Think about it this way: if you change your code to: new_item = N(i,R,8)

then new_item.set is now an alias for R (Python doesn't copy objects when you reassign them). If tuples conferred immutability to mutable members, what would you expect R.remove(1) to do? Since it is the same set as new_item.set, any changes you make to one will be visible in the other. If the set had become immutable because it has become a member of a tuple, R.remove(1) would suddenly fail. All method calls in Python work or fail depending on the object only, not on the variable - R.remove(1) and new_item.set.remove(1) have to behave the same way.

This also means that:

R = set(range(0,8))
for i in range(0,8):
    items.append(N(i,R,8))

probably has a subtle bug. R never gets reassigned here, and so every namedtuple in items gets the same set. You can confirm this by noticing that items[0].set is items[1].set is True. So, anytime you mutate any of them - or R - the modification would show up everywhere (they're all just different names for the same object).
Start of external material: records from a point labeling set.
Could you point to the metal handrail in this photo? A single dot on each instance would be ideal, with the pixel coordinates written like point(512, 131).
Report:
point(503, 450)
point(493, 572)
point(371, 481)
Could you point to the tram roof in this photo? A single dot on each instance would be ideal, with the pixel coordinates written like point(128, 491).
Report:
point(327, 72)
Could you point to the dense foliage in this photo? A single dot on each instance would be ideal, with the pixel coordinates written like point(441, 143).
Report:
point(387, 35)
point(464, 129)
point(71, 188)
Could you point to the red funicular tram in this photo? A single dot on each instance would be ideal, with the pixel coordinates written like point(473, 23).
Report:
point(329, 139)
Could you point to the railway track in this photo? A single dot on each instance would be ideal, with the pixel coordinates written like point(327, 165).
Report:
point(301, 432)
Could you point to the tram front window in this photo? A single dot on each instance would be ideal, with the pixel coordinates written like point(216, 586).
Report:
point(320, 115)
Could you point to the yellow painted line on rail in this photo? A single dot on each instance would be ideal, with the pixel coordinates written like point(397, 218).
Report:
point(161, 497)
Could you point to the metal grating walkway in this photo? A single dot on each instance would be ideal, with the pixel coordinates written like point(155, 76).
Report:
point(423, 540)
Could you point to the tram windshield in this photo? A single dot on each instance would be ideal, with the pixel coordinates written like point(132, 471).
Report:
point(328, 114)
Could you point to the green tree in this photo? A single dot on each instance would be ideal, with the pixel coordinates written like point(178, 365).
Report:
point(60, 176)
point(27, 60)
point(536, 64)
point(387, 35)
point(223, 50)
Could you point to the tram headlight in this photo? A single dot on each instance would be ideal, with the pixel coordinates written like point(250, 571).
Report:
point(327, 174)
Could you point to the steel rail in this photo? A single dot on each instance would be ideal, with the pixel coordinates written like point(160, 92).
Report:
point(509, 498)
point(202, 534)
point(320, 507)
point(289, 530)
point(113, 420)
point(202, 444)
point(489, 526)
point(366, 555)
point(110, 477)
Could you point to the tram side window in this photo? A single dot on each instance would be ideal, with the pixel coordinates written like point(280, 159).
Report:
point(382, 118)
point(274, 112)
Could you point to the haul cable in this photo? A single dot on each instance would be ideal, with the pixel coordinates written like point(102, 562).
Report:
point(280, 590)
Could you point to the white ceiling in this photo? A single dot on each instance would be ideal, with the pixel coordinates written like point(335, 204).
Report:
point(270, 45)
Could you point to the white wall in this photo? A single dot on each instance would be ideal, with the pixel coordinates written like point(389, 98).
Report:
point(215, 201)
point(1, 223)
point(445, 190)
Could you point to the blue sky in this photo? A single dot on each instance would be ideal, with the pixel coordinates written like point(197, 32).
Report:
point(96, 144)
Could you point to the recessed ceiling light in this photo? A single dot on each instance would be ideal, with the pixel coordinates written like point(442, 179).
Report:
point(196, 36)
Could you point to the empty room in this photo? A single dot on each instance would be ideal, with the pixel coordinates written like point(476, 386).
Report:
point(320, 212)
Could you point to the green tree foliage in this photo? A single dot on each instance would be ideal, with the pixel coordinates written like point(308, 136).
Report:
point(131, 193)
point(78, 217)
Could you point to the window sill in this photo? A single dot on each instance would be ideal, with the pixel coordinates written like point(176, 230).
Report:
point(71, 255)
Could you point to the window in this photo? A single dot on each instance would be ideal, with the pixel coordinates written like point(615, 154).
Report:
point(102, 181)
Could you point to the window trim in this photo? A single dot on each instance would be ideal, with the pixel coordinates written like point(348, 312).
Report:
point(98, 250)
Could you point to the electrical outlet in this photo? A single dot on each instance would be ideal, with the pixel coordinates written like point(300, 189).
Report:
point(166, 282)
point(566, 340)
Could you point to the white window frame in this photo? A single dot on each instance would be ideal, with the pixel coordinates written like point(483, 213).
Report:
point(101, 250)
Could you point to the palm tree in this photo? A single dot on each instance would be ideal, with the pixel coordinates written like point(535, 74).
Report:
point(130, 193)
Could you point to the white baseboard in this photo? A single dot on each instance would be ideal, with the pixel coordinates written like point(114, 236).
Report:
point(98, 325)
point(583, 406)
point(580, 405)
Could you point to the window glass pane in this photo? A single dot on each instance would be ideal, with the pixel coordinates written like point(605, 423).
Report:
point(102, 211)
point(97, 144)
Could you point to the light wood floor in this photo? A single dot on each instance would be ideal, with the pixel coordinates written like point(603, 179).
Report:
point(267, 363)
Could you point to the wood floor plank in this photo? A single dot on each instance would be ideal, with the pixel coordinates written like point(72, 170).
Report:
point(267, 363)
This is a problem that usually comes up when you do something like

a = [[]] * 3
a[0].append(2)

and a will now be [[2], [2], [2]]. There are two ways around this general problem:

First, be very careful to create a new mutable object when you assign it, unless you do deliberately want an alias. In the nested lists example, the usual solution is to do a = [[] for _ in range(3)]. For your sets in tuples, move the line R = ... to inside the loop, so it gets reassigned to a new set for each namedtuple.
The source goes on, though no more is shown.